The assessee filed an appeal before the CIT(A). The assessee argued that the transaction was a slump sale between unrelated parties and not a case of succession, amalgamation or demerger. Therefore, the 5th/6th proviso to section 32(1) was not applicable. It was further submitted that goodwill arose as the excess of purchase consideration over net assets acquired and qualified as an intangible asset eligible for depreciation under section 32(1)(ii), relying on the previous SC judgement.

However, the CIT(A) rejected these arguments, holding that the goodwill was newly created due to the slump sale and did not exist in the books of the transferor. Accordingly, the disallowance of depreciation on goodwill of Rs 9,79,55,271 was confirmed, and the related ground of appeal was dismissed.

Being aggrieved with the order of the ld CIT(A), the assessee filed an appeal before the Tribunal. After carefully hearing both sides, the tribunal added that the assessee purchased an entire manufacturing unit as a going concern under a slump sale as defined in section 50B of the Income-tax Act, for a total lump-sum consideration of Rs 21,00,00,000. From this total price, the assessee allocated value to the identifiable tangible assets such as land, building, plant and machinery based on their fair market value.

The remaining balance amount of Rs 9,79,55,271 was treated as goodwill on acquisition. It is also clear from the records that important statutory licences, environmental clearances, factory licences, regulatory permissions and other business approvals required to run the manufacturing activity were transferred to the assessee along with the unit, even though these were not valued separately.

the tax department relied on an earlier Bangalore ITAT decision (United Breweries Ltd.) to deny depreciation, but that case does not apply here.
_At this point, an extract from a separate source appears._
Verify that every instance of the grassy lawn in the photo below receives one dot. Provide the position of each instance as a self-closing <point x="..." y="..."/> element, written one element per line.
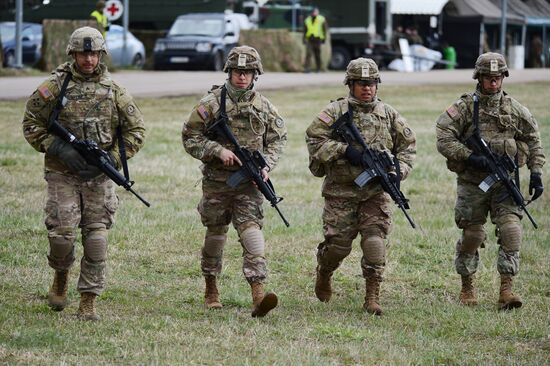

In the present case, the business was bought as a going concern through a slump sale between unrelated parties and not through amalgamation, demerger, or succession under section 170. Therefore, the fifth proviso to section 32(1) is not applicable.

The Tribunal held that goodwill arising from a slump sale is an intangible asset eligible for depreciation under section 32(1)(ii). As a result, the disallowance of depreciation of Rs. 1,22,44,409 made by the AO and confirmed by the CIT(A) was found to be incorrect and unsustainable. The disallowance of Rs. 1,22,44,409 depreciation on goodwill is deleted, and the AO is directed to grant depreciation as per law. As a result, the tribunal allowed the assessee’s appeal.